Clare knelt and lifted a soot-blackened silver sheet with sure hands. Steve stepped closer and smelled something worse than a burned-out forest, a sweetish stench of scorched meat.

Bile rose in the back of his throat. That shiny, blackened crust belonged to no race on earth. White, Black, Hispanic, or Native American, there was no clue left. Fire retardant clothing stuck to skin as though it had melted on. One sleeve still smoked.

A look at Clare’s face confirmed the man was dead.

 

 

 

 

The first time she’d seen a dead person, she’d been shocked at how truly gone life was in the instant that light faded from their eyes. They hadn’t let her see Frank, but she’d imagined. His hearty energy turned to one more piece of fuel.

Clare felt the letdown start inside her chest and radiate down her arms. It happened whenever she’d been pumping adrenaline for a long time and there was nothing more to be done.

Sometimes it happened watching someone’s house collapse on irreplaceable photos, a child’s doll, and the memories that would never be the same. Once a family Golden Retriever had been trapped in a laundry room. When intense heat had beaten her back, she’d thought she’d need support to simply hold herself upright. She’d gone on.

After Javier had dragged her away from Frank and into the street, after she’d cried with Pham Nguyen’s mother, she’d gone down onto the curb. With her head between her knees, she’d felt lower than the gutter beneath her boots.

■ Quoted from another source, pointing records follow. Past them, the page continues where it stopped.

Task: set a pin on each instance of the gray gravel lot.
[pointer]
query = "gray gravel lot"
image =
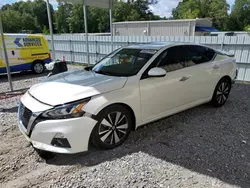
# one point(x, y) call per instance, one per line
point(201, 147)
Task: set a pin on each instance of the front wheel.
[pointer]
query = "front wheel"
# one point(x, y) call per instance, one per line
point(221, 92)
point(113, 127)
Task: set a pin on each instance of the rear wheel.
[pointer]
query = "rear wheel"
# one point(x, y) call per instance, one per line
point(113, 127)
point(38, 67)
point(221, 92)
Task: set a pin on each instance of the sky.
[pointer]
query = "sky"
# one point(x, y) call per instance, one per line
point(162, 8)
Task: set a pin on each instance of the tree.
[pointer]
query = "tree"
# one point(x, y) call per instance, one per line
point(30, 15)
point(61, 17)
point(240, 15)
point(216, 10)
point(12, 21)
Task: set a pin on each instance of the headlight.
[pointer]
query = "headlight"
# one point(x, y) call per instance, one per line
point(66, 111)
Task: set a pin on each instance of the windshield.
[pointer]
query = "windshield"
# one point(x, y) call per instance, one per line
point(125, 62)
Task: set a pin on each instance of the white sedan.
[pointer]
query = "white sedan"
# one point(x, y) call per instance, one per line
point(128, 88)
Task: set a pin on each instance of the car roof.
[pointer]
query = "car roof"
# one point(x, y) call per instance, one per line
point(159, 45)
point(150, 45)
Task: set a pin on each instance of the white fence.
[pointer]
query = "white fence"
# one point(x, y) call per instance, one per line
point(73, 47)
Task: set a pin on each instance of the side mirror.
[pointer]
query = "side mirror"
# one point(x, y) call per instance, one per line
point(157, 72)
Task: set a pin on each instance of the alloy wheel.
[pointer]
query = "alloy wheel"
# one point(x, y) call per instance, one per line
point(113, 128)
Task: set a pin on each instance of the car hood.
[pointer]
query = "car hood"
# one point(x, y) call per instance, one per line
point(75, 85)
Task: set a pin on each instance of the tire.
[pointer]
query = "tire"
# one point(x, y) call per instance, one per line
point(38, 67)
point(46, 155)
point(221, 92)
point(113, 127)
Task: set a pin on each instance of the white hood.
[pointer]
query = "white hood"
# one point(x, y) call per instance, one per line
point(75, 85)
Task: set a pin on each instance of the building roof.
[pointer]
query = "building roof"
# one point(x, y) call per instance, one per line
point(162, 21)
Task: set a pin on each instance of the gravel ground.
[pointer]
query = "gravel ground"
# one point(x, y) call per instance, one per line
point(201, 147)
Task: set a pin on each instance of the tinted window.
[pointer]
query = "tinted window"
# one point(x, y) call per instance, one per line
point(172, 59)
point(198, 54)
point(125, 62)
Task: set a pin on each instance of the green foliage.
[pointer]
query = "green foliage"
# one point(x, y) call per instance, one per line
point(32, 15)
point(68, 18)
point(45, 30)
point(247, 29)
point(240, 16)
point(216, 10)
point(12, 21)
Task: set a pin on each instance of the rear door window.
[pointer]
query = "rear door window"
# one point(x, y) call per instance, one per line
point(198, 55)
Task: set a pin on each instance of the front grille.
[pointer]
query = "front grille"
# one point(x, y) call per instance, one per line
point(25, 115)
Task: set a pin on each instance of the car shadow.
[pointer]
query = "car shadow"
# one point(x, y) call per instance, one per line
point(211, 141)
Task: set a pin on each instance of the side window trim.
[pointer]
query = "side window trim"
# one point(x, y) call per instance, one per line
point(144, 74)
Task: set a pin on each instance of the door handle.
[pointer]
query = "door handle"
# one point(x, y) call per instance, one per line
point(184, 78)
point(216, 66)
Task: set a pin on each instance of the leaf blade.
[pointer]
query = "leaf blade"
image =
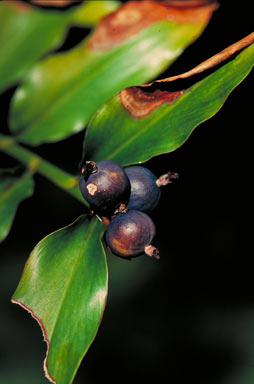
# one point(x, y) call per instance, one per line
point(66, 292)
point(166, 127)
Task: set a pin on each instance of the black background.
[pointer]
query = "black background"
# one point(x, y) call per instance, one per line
point(188, 317)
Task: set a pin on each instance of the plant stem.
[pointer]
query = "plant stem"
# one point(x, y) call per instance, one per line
point(37, 164)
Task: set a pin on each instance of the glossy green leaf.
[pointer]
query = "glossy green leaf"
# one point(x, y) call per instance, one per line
point(64, 287)
point(62, 93)
point(27, 33)
point(115, 134)
point(13, 190)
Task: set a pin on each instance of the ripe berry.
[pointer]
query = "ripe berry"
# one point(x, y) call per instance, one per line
point(130, 234)
point(145, 187)
point(104, 185)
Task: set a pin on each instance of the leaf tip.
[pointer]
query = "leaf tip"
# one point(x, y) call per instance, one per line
point(45, 338)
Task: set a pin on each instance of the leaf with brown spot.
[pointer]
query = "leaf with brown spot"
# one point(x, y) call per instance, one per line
point(64, 287)
point(141, 122)
point(130, 46)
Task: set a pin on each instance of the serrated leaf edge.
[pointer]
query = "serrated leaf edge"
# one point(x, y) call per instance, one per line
point(44, 333)
point(43, 329)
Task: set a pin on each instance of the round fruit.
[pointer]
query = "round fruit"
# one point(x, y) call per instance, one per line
point(145, 194)
point(130, 234)
point(104, 185)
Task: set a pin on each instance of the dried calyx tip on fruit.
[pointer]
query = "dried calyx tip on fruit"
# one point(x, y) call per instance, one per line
point(105, 186)
point(151, 251)
point(121, 208)
point(166, 179)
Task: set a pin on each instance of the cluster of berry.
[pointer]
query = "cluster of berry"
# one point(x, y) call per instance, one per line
point(121, 196)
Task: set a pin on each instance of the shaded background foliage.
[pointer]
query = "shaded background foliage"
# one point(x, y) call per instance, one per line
point(188, 316)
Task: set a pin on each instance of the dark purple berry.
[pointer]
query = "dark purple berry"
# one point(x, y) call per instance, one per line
point(130, 234)
point(145, 194)
point(145, 187)
point(104, 185)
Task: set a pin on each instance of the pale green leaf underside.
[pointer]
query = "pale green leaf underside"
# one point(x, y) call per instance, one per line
point(28, 33)
point(64, 286)
point(113, 134)
point(13, 190)
point(63, 92)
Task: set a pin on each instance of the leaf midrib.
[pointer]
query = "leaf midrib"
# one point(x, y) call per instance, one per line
point(73, 272)
point(147, 126)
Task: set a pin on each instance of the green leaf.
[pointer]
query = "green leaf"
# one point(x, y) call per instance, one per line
point(62, 93)
point(64, 287)
point(141, 122)
point(27, 33)
point(13, 190)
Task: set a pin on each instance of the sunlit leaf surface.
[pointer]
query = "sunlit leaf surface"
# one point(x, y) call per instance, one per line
point(129, 47)
point(27, 33)
point(141, 122)
point(64, 287)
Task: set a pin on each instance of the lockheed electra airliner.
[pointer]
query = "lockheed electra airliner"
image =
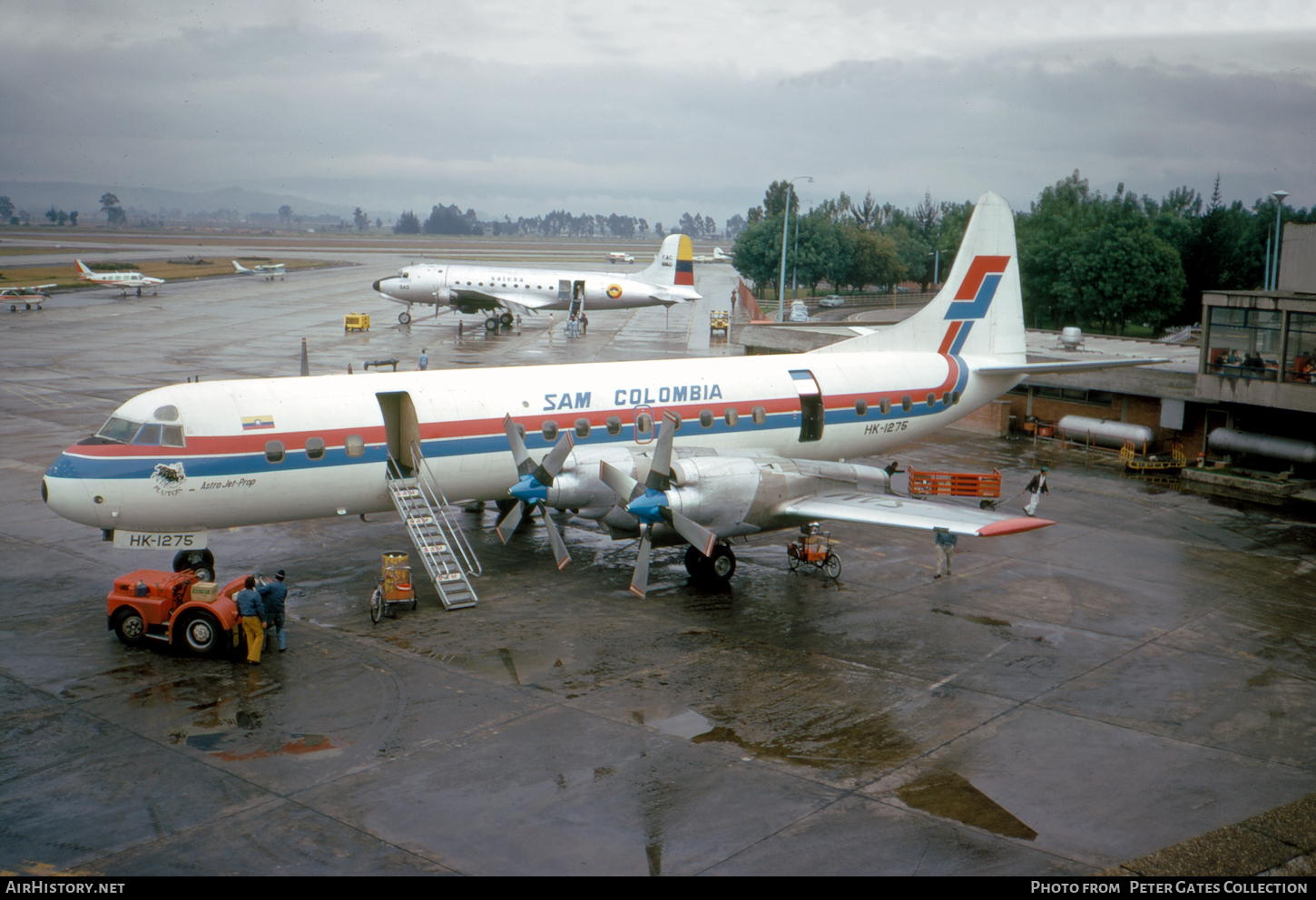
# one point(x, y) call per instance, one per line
point(483, 289)
point(684, 452)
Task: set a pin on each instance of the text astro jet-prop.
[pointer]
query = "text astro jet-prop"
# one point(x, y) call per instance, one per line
point(741, 445)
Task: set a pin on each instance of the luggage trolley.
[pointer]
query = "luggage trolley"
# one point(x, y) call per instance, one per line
point(813, 549)
point(394, 586)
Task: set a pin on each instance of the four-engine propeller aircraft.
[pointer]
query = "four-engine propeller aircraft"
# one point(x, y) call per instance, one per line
point(26, 297)
point(482, 289)
point(123, 280)
point(268, 272)
point(743, 445)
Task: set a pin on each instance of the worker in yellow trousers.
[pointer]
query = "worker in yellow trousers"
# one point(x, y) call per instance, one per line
point(253, 619)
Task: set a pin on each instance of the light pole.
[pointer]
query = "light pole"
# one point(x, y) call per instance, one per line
point(1272, 274)
point(786, 228)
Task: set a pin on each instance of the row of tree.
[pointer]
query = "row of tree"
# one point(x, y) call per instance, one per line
point(1085, 258)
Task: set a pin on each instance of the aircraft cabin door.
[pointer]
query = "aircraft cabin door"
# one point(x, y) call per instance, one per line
point(810, 404)
point(401, 429)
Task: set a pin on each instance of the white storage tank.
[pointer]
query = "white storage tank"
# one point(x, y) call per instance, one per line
point(1105, 432)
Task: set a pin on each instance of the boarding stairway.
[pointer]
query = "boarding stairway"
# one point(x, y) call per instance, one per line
point(442, 548)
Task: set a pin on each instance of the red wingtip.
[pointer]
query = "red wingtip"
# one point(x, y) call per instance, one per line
point(1014, 526)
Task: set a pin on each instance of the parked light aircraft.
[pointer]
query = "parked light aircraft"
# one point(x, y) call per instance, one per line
point(26, 297)
point(717, 256)
point(748, 444)
point(268, 272)
point(123, 280)
point(482, 289)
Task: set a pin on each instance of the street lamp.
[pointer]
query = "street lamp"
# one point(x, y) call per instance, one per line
point(786, 220)
point(1272, 269)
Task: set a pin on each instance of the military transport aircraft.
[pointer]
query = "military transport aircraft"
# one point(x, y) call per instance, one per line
point(268, 272)
point(123, 280)
point(743, 444)
point(483, 289)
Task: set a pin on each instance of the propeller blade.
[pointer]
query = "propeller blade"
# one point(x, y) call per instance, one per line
point(640, 581)
point(559, 548)
point(508, 523)
point(699, 537)
point(660, 470)
point(622, 484)
point(524, 465)
point(552, 464)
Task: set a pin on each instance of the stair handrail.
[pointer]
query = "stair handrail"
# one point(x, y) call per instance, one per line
point(430, 560)
point(430, 488)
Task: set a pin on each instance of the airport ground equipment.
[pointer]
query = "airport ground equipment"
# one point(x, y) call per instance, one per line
point(954, 484)
point(394, 584)
point(1151, 467)
point(442, 548)
point(813, 548)
point(174, 608)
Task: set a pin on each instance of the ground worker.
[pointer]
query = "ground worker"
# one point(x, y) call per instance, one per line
point(945, 550)
point(272, 593)
point(253, 619)
point(1036, 488)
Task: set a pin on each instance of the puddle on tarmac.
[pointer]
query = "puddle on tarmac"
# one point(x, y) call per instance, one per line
point(868, 742)
point(952, 797)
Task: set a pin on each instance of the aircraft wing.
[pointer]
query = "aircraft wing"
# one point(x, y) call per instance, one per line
point(899, 512)
point(1059, 366)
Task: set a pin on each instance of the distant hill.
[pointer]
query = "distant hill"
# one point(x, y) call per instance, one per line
point(38, 196)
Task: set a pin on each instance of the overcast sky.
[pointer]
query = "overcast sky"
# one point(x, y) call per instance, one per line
point(658, 108)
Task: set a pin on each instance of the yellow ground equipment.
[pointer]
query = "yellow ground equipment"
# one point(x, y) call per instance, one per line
point(813, 548)
point(394, 584)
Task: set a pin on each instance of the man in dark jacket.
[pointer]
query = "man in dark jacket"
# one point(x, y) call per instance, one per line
point(1036, 488)
point(272, 595)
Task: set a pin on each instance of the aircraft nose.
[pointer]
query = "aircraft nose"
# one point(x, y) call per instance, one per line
point(64, 491)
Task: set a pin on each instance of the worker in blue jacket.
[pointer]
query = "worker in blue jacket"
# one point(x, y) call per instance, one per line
point(253, 619)
point(272, 595)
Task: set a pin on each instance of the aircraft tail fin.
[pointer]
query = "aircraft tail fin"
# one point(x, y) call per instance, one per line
point(674, 266)
point(979, 312)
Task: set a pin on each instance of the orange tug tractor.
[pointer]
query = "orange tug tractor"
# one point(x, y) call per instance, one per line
point(175, 608)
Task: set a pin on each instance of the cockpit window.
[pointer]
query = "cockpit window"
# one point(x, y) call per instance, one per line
point(149, 435)
point(119, 429)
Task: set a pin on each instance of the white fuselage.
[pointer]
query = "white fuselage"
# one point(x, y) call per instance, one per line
point(241, 453)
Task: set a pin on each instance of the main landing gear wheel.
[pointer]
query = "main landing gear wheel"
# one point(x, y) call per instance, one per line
point(129, 627)
point(198, 561)
point(201, 633)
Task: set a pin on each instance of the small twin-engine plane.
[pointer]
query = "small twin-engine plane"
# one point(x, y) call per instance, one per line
point(28, 297)
point(483, 289)
point(268, 272)
point(122, 280)
point(741, 445)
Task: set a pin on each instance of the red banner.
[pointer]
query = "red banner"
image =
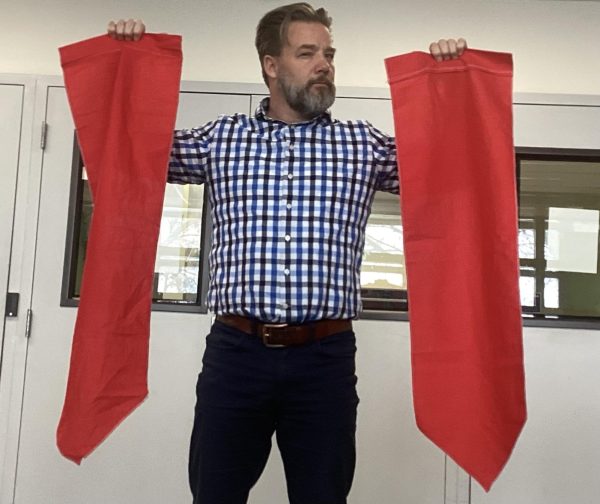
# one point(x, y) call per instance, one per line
point(453, 123)
point(123, 97)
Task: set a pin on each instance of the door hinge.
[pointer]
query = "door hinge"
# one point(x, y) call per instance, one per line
point(12, 304)
point(28, 323)
point(43, 135)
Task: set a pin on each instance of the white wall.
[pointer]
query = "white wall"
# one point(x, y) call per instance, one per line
point(554, 42)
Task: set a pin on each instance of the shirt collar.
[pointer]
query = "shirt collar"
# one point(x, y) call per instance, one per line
point(263, 108)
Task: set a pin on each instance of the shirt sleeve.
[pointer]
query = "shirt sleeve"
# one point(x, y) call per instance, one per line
point(190, 155)
point(385, 161)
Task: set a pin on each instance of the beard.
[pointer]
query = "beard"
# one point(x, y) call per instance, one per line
point(311, 99)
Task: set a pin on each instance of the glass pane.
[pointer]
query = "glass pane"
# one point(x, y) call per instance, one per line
point(527, 290)
point(383, 260)
point(526, 241)
point(559, 200)
point(178, 255)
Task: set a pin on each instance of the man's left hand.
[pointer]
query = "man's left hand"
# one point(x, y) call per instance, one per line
point(445, 49)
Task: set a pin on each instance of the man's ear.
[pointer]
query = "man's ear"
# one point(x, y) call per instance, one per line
point(270, 66)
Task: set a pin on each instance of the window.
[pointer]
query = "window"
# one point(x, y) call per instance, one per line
point(559, 219)
point(178, 271)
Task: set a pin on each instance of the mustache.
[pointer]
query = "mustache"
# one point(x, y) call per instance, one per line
point(321, 80)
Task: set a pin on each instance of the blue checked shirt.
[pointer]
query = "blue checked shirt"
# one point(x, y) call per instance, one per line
point(289, 207)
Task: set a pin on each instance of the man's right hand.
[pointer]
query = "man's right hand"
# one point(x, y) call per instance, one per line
point(131, 29)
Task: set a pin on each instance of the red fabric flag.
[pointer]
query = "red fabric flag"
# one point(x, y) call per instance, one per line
point(123, 97)
point(453, 123)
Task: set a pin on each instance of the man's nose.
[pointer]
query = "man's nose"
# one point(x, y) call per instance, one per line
point(324, 65)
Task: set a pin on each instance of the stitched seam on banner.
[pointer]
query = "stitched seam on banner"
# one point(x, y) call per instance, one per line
point(449, 70)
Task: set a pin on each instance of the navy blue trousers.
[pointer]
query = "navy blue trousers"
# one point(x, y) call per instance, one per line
point(246, 391)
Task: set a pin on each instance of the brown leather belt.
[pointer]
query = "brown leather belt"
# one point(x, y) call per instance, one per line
point(278, 335)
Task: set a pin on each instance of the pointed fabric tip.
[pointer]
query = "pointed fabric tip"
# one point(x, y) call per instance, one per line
point(453, 122)
point(123, 96)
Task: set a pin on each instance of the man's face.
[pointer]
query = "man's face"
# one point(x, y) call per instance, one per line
point(305, 72)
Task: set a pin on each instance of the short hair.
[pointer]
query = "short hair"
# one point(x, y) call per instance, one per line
point(271, 32)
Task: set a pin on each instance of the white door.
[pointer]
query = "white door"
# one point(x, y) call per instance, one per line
point(145, 458)
point(11, 119)
point(11, 109)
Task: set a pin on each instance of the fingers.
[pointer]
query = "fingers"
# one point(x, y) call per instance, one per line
point(126, 30)
point(446, 49)
point(138, 29)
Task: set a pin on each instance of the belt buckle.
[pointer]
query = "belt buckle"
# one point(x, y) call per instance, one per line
point(266, 334)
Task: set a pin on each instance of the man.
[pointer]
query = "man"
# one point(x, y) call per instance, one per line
point(290, 191)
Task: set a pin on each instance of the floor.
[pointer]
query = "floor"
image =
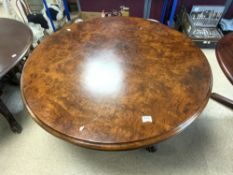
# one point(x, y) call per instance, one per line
point(204, 148)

Beside the dead soldier, Clare was fiercely grateful she was already on her knees, for she would have fallen. Delayed reaction set in, a deep trembling that replaced the wall of detachment she’d thrown up on approaching the downed man. She was aware of the others standing at a distance, waiting to see what she might do. “There is nothing,” she said, then realized she’d merely thought it.

Steve offered the radio he’d worn on his belt. Hers was in her blackened pack.

She stared at the box as though she didn’t know what it was. Gradually, her training reasserted and with a shaking hand, she clicked the mike. “Firefighter down,” she told the man who answered.

Thank God it was someone she didn’t know, for if she had to talk to Garrett she’d break down in front of Sergeant Travis and the soldiers. “We need emergency medical care and transport for . . . twenty-two. We’ve got one . . . body.”

She realized that she didn’t know who had died. It could be any of the soldiers, whether they had called their names before the screaming or not. “We’ll have to get back with an ID.”

“Christ, who . . .?”

“We’ve got Joe, Sheila, Mako, Rodriguez . . . ”

“Sound off!” Sergeant Travis clipped.

It began as before, proceeding briskly all the way to J.

Private Billy Jakes, who had answered the previous roll call with a sob, did not reply.

“Jakes!” Travis shouted. “You there?”

A low murmur began.

“Jeez, not Billy . . . “

“Sound off, I said.”

The rest of the roll continued more slowly, from Lomatewa through Sanchez to Young.

“Ah, hell . . . ”

“Billy.”

Clare had handed Billy her own shelter after his blew out, but fate had evidently decreed it his day to die. Several of the male soldiers dashed at tears with the backs of their hands, while the two women let themselves cry without wiping their faces.

Dry-eyed, Clare pushed to her feet. She moved among the survivors, checking for burns and other injuries. She watched for signs of shock and instructed a shivering Rodriguez to wrap himself in a shelter.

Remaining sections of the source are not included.